Les Factures (2)

Les factures (2)

((J’ai publié une première « vision » - Les factures (1) – d’une idée d’histoire qui
m’avait été soumise par un lecteur.
Voici une deuxième « vision » du même thème.
Il y en aura d’autres.
C’est court.))

Echarpe de laine rouge et manteau gris, un petit garçon court dans une allée du jardin
public, bras levés pour attr une feuille poussée par le vent froid. Avec un cri
aigu, il la poursuit sur la pelouse et trébuche, tombe, les bras en avant. Il reste
couché à plat ventre sur l’herbe humide de l’averse qui a semé des flaques dans les
allées de gravier gris.
Bonnet bleu sur la tête dont s’échappent ses fins cheveux blonds, une fillette, plus
âgée, s’approche d’un pas lent, les épaules soulevées de ses bras tendus et ses mains
enfouies dans les poches de son pantalon de toile. Elle s’arrête tout au bord de la
pelouse à hauteur du petit garçon dont le cri de poursuite s’est interrompu.
Visage relevé, il tourne entre ses doigts une feuille jaunie.
Plus loin dans l’allée, une jeune femme avance d’un pas irrégulier, le visage baissé.
Elle a vu le petit garçon tomber, la fillette s’approcher de lui, a baissé les yeux
sur le gravier et les feuilles mouillées qu’elle évite en marchant, décalant un pied,
allongeant un pas, marche hypnotique qui accapare toute son attention.

Ils étaient dans un angle de murs, dans les ruines en haut de la butte.
Elle a attendu qu’il ouvre son pantalon et baisse son slip. Il s’est branlé pendant
qu’elle sortait un préservatif de son sac.
Elle s’est accroupie pour lui enfiler la capote et l’a sucé, s’équilibrant d’une main
au mur de grès, a écarté d’un geste de bras la main qu’il posait sur ses cheveux.
Elle s’est redressée pour le branler, le laissant comme convenu soulever sa jupe
courte et écarter la taille de son collant pour y glisser la main, s’insinuer sous son
slip et toucher son sexe.


Elle s’est reculée d’un pas, taille pliée et jambes serrées pour empêcher la main
froide de passer entre ses jambes et a accéléré le va-et vient de sa main sur le sexe
en guettant la contraction des cuisses, a senti les doigts agripper plus durement sa
toison et les pulsations du sexe dans sa main.
Elle s’est écartée, lui a tendu un mouchoir en papier et sans un mot lui a montré du
doigt le sachet en plastique posé au sol contre le mur.
En croisant le regard de la fillette qui regardait l’homme partir, elle a froissé les
billets dans sa main droite, au fond de la poche de son blouson.

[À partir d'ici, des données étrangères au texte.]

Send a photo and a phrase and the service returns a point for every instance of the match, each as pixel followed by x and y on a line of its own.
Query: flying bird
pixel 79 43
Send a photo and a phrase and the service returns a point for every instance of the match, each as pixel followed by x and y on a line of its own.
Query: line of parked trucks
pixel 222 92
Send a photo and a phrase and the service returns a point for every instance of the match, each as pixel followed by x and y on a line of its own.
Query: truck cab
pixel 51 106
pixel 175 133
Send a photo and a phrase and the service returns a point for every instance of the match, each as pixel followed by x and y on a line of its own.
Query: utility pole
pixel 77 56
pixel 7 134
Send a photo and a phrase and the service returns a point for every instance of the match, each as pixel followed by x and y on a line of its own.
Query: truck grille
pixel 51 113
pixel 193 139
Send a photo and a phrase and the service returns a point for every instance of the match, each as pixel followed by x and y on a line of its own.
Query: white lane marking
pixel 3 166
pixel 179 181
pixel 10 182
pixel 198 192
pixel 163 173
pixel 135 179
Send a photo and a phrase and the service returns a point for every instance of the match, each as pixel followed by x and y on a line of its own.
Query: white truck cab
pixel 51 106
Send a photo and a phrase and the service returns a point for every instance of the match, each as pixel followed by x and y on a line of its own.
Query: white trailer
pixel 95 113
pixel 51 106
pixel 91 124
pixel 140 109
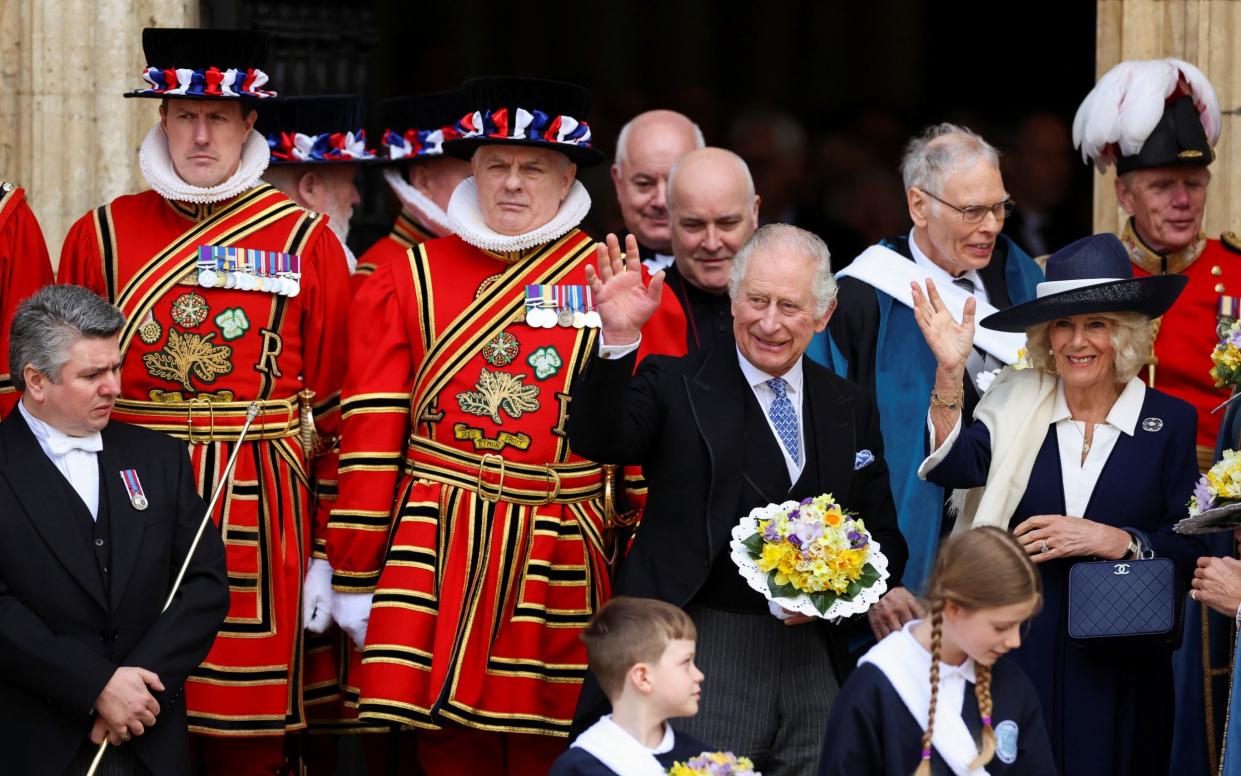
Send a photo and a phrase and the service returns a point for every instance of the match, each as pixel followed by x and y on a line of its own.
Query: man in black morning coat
pixel 719 433
pixel 96 519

Elle savait ne pas avoir le droit de monter vers les ruines. Elle a porté la main à sa
joue pour effacer le cuisant de la gifle sans un mot, sans une larme.

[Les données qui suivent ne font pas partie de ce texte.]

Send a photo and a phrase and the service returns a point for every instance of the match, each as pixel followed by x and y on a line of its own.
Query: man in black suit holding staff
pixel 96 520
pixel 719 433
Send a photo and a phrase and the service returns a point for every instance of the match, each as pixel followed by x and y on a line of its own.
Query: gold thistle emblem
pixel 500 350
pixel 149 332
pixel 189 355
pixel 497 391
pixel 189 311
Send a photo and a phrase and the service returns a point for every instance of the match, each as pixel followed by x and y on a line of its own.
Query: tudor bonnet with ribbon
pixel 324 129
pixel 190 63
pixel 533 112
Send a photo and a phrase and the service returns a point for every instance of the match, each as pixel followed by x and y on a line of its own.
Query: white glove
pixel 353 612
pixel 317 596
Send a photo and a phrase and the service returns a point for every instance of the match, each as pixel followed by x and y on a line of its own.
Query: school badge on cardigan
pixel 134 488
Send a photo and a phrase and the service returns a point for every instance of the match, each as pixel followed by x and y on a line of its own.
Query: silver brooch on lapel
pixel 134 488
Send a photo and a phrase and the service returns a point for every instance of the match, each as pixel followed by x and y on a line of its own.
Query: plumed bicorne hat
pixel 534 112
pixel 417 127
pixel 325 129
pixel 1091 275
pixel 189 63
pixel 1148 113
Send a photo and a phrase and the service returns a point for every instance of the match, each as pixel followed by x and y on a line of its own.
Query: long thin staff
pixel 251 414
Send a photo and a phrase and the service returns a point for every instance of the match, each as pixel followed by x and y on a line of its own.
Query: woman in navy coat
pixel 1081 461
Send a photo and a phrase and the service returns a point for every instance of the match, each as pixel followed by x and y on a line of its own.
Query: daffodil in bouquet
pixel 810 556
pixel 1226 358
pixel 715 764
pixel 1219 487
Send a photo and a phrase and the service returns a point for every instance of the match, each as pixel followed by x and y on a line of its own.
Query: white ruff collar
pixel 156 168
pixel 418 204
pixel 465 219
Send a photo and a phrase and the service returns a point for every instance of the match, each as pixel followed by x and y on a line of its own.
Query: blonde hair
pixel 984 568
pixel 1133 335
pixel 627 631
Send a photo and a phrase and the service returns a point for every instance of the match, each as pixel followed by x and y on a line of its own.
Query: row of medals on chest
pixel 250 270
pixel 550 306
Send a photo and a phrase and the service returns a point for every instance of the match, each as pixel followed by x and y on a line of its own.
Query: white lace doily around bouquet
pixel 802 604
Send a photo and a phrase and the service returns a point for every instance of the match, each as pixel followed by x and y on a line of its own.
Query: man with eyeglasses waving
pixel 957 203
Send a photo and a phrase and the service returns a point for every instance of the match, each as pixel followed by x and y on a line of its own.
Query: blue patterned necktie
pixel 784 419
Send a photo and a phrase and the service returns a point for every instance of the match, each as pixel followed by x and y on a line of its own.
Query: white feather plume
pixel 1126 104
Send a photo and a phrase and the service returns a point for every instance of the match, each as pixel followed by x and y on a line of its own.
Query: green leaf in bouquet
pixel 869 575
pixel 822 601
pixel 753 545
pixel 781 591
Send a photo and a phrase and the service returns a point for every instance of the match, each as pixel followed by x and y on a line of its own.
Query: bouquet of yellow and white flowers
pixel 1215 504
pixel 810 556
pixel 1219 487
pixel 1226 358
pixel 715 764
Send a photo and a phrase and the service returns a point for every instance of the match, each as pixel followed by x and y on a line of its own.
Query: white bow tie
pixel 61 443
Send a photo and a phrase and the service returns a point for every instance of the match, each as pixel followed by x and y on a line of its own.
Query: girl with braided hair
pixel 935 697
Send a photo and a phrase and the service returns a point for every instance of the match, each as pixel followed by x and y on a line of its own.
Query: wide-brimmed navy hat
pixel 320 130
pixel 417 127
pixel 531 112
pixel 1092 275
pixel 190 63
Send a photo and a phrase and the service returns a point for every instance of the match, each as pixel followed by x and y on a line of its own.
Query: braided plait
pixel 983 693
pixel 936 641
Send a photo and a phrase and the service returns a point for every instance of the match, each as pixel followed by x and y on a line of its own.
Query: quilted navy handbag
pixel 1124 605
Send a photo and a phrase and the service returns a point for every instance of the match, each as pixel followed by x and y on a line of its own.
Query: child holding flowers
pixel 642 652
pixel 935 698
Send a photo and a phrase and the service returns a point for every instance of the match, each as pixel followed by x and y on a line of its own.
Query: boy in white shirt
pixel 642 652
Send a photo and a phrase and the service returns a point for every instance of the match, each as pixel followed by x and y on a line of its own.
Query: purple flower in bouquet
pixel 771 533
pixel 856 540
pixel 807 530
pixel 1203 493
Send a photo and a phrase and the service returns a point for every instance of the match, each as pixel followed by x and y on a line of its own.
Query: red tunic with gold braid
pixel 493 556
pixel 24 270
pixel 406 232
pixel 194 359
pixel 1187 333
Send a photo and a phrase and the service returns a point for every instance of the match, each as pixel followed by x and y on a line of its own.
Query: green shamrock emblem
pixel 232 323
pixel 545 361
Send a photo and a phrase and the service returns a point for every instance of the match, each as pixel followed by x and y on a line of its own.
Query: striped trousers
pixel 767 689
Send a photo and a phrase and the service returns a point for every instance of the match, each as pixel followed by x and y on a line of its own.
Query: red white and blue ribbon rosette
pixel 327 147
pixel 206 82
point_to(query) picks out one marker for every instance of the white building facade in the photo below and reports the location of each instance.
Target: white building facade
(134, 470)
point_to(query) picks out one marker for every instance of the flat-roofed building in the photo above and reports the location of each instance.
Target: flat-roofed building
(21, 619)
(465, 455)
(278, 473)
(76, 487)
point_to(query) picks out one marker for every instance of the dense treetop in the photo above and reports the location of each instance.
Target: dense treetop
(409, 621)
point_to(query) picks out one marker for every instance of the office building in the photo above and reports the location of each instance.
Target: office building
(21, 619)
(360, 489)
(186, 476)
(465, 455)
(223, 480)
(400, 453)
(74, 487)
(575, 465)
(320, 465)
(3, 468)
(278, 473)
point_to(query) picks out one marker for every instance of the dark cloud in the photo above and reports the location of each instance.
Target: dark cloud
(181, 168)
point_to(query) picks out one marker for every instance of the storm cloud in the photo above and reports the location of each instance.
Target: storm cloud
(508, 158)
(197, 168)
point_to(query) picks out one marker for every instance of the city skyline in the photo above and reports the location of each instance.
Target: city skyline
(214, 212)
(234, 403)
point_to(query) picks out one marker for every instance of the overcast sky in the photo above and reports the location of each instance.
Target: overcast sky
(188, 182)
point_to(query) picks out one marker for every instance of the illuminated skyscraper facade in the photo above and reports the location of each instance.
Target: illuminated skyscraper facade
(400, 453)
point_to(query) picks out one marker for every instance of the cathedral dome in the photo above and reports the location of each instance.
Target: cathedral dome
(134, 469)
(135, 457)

La jeune femme regarde sa montre. Dans une demi-heure, ils pourront rentrer. Elle
préparera un chocolat et des tartines de pain beurré.

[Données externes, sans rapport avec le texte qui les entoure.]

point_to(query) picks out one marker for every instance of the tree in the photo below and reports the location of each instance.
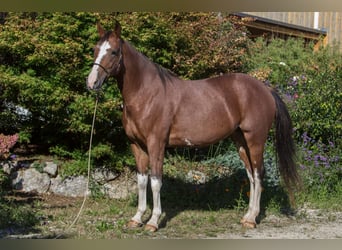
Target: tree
(45, 58)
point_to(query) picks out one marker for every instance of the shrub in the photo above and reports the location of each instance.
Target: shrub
(6, 143)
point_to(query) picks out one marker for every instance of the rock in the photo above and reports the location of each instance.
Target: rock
(7, 168)
(72, 186)
(196, 177)
(50, 168)
(104, 175)
(119, 189)
(30, 180)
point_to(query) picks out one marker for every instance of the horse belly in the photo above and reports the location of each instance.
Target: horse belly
(203, 131)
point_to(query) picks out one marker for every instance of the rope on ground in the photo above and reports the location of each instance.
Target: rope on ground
(88, 176)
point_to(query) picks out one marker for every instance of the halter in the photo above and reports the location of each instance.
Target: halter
(107, 71)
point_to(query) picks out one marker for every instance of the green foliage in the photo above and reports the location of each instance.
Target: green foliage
(45, 58)
(309, 81)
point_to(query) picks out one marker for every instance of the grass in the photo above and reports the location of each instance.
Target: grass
(190, 210)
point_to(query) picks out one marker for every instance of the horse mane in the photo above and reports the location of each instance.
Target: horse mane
(164, 74)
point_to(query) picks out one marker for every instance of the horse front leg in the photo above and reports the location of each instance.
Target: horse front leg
(141, 159)
(156, 153)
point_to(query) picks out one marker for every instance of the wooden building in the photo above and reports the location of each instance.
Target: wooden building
(319, 27)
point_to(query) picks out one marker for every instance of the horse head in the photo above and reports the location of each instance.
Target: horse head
(107, 57)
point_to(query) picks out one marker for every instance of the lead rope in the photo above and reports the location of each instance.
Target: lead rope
(88, 176)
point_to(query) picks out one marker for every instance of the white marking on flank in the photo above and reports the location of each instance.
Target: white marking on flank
(188, 142)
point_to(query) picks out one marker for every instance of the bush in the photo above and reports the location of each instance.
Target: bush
(309, 81)
(6, 143)
(45, 57)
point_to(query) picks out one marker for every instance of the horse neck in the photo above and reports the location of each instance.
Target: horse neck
(133, 77)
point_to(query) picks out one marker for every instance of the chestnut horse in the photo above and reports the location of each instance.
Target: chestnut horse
(161, 110)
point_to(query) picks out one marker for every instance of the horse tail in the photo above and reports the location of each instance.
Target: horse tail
(284, 145)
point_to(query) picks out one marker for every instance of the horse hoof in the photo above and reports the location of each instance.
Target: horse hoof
(248, 224)
(133, 224)
(151, 228)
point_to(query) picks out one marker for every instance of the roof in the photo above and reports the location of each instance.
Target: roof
(285, 28)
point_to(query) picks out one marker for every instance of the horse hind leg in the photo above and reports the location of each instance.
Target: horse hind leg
(141, 158)
(253, 160)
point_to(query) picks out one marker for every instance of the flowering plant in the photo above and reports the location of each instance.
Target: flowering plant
(6, 143)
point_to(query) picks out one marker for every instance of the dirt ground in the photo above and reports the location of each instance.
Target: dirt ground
(306, 224)
(314, 224)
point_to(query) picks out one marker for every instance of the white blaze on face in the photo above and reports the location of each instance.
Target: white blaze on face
(92, 78)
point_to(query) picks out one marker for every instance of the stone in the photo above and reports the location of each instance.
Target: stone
(7, 168)
(119, 189)
(104, 175)
(196, 177)
(71, 186)
(51, 168)
(30, 180)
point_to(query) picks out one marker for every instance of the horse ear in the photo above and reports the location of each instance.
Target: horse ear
(117, 28)
(100, 30)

Le petit garçon se relève, frotte son manteau de ses mains maculées de terre grasse
sous le regard de la fillette, repart en courant dans l’allée en contournant une, puis
deux flaques, saute à pieds joints dans une autre et se retourne, vers la fillette
d’abord, la jeune femme ensuite, immobile, un doigt sale au coin de ses lèvres
boudeuses, figé en attente d’une réprimande.

La fillette voit la jeune femme s’éloigner. Elle ratt le petit garçon et le prend
par la main, l’entraîne vers le petit lac. Au bord de l’eau, ils regardent deux
canards avancer paresseusement, faisant se croiser les ondes qu’ils soulèvent. Ils les
suivent lentement en suivant la berge.
La fillette ne lâche pas la main qui veut lui échapper, reste toujours entre l’allée
qui monte vers les ruines et le petit garçon. Deux fois elle lève les yeux, aperçoit
la jeune femme, tout en haut de la butte.

A huit ans on sait tout de la vie, tout ce qui fait pleurer sa mère la nuit.